"Generation X" generally refers to people born between 1961 to 1981-- i.e., between the ages of 27 and 47 now. That happens to represents the vast majority of Residents in Second Life. According to the most recently available Linden stats, roughly 63% fit just about square in that age band, with 20% older still. Only 16% of the user base is 24 or younger-- a number that's measurably declined over the last year. (A look at the August 2007 stats in my archive shows that nearly 27% were in the 13-24 age range then.)
Let's be clear, because this is notable: SL's 24-and-under population has declined by 11% over the last year. Somehow, the Second Life community is getting significantly older, not younger.
This seems strange for several reasons. Generation Y or the "Millenials", those born from the early 80s and onward, are indisputably Internet savvy; indeed, unlike Gen X, most of them probably can't even remember a time before the Internet was pervasive. What's more, Millenials predominate online worlds in general, in top MMOs like Habbo Hotel, Gaia Online, RuneScape, and more. Somehow, however, teens and very young adults aren't joining Second Life in large numbers-- certainly not Teen Second Life, with a user base that's miniscule compared to Habbo Hotel et. al.

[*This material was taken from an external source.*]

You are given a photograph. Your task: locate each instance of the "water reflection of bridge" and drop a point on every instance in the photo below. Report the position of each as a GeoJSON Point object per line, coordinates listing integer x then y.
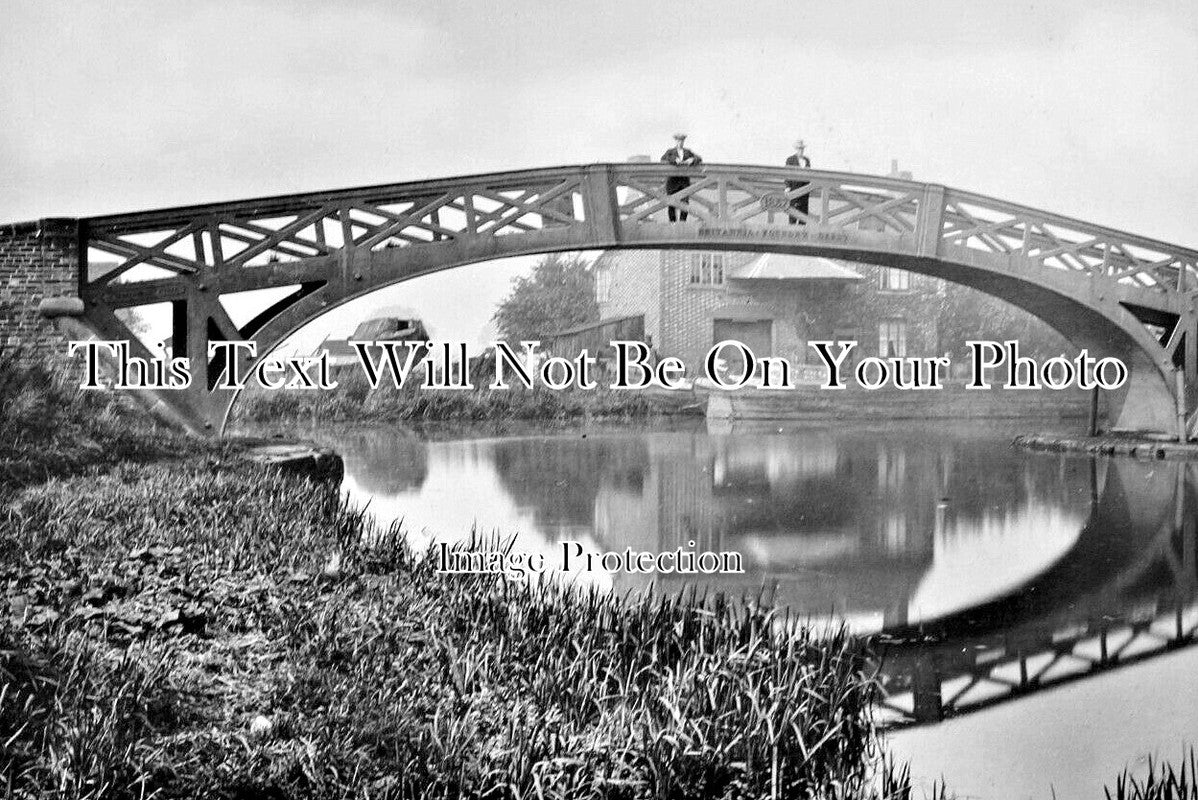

Why is this happening? The Metaverse Journal's Feldspar Epstein, perceptively expanding on thoughts by Joe Essid/Ignatius Onomatopoeia and other educators who use SL as a college pedagogical tool, has a provocative thesis:
As Generation X rebelled against the strictures placed upon the Baby
Boomers, so the Millennial Generation rebels in its quiet, refined
manner against the excesses of Generation X... Generation X’ers know how to play in the freeform manner that
Second Life requires, whereas Millennials typically do not display that
skill.
In other words, she's arguing that Second Life is by its very architecture more appealing
to Gen X, comprised of those who came of age mistrusting mainstream commercialism and its rigid, pre-digested
structure, holding all that at an ironic distance, instead preferring
free-form self-identity invention. (You only need listen to music from
the Seattle Grunge era or watch a classic Gen X hit like Slacker, to get a sense of that.)